Clara's presence, with its subtle magnetism, had steeped his
own thoughts in the prevailing hue of hers. Suddenly he
turned to her, and whispered: “You want help. What is
it? Grant me the privilege of a brother. What can I do
for you?”

The glance Clara turned upon him was so full of thanks,
so radiant with gratitude, that hope sprang in his heart. But
before she could put her reply in words, Laura had come up,
and taken her away to the piano for a concluding song. Clara
gave them Longfellow's “Rainy Day” to Dempster's music.

The little gilt clock over the mantel tinkled eleven.

Vance rose to go, and said to Laura, “May I call on Miss
Brown to-morrow with some new music?”

“I 'll answer for her, yes,” replied Laura. “We shall be at
home any time after twelve.”

The gentlemen all took leave. Onslow made his exit the
last. A rose that had been fastened in Clara's waist dropped
on the floor. “May I have it?” he asked, picking it up.

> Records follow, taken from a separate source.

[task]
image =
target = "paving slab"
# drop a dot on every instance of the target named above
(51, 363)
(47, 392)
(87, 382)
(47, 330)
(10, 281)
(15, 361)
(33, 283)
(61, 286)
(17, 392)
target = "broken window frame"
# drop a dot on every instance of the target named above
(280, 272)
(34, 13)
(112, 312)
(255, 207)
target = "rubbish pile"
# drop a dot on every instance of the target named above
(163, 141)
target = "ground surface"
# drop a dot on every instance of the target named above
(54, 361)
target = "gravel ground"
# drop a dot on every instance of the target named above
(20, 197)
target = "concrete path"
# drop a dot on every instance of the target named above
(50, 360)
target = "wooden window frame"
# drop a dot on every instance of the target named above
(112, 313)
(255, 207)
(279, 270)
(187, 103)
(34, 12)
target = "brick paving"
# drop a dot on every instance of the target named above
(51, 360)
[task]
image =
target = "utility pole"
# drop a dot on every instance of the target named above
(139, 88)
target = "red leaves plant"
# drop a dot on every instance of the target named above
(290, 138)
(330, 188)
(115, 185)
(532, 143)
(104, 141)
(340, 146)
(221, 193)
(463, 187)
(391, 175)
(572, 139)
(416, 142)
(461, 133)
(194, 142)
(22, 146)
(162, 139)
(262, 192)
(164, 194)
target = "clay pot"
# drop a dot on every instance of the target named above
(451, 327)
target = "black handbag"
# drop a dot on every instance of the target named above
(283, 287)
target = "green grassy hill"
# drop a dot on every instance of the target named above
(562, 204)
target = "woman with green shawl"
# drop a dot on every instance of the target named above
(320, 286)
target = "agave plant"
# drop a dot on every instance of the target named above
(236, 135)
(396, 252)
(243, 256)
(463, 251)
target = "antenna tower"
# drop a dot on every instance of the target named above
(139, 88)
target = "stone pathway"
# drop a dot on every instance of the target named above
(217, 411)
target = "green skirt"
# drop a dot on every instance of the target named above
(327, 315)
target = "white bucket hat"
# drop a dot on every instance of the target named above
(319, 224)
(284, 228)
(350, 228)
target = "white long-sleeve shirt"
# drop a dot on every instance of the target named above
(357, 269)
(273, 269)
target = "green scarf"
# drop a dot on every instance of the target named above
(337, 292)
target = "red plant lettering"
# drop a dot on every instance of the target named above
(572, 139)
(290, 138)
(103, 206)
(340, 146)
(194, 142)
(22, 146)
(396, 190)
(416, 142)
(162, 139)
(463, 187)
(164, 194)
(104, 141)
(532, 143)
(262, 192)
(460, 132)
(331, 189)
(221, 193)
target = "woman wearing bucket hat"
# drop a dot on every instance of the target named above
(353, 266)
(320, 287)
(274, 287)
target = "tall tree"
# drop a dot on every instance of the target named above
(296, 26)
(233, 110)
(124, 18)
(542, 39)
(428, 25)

“Why not? I wish it were fresher. Good night!” And
she put out her hand. Onslow eagerly pressed it; but Clara,
lifting his, said, “May this hand never strike except for justice
and human freedom!”

“Amen to that!” replied Onslow, before he well took in the
entire meaning of what she had said.

He hastened to rejoin his friends, following them through the
corridor. He seemed to tread on air. “I was the only one
she offered to shake hands with!” he exultingly soliloquized.

The three parted, after an interchange of good nights. Both
Onslow and Kenrick betook themselves to their rooms, each
with no desire for other companionship than his own rose-colored
dreams.

 
[1]

The names and the facts are real. See Harper's Weekly, July 4, 1863.

[2]

Mr. W. S. Grayson of Mississippi writes, in De Bow's Review (August,
1860): “Civil liberty has been the theme of praise among men, and most
wrongfully. This is the infatuation of our age.” And Mr. George Fitzhugh
of Virginia writes: “Men are never efficient in military matters, or in
industrial pursuits, until wholly deprived of their liberty. Loss of liberty is
no disgrace.

[3]

Testimony of Mrs. Fanny Kemble to facts within her knowledge.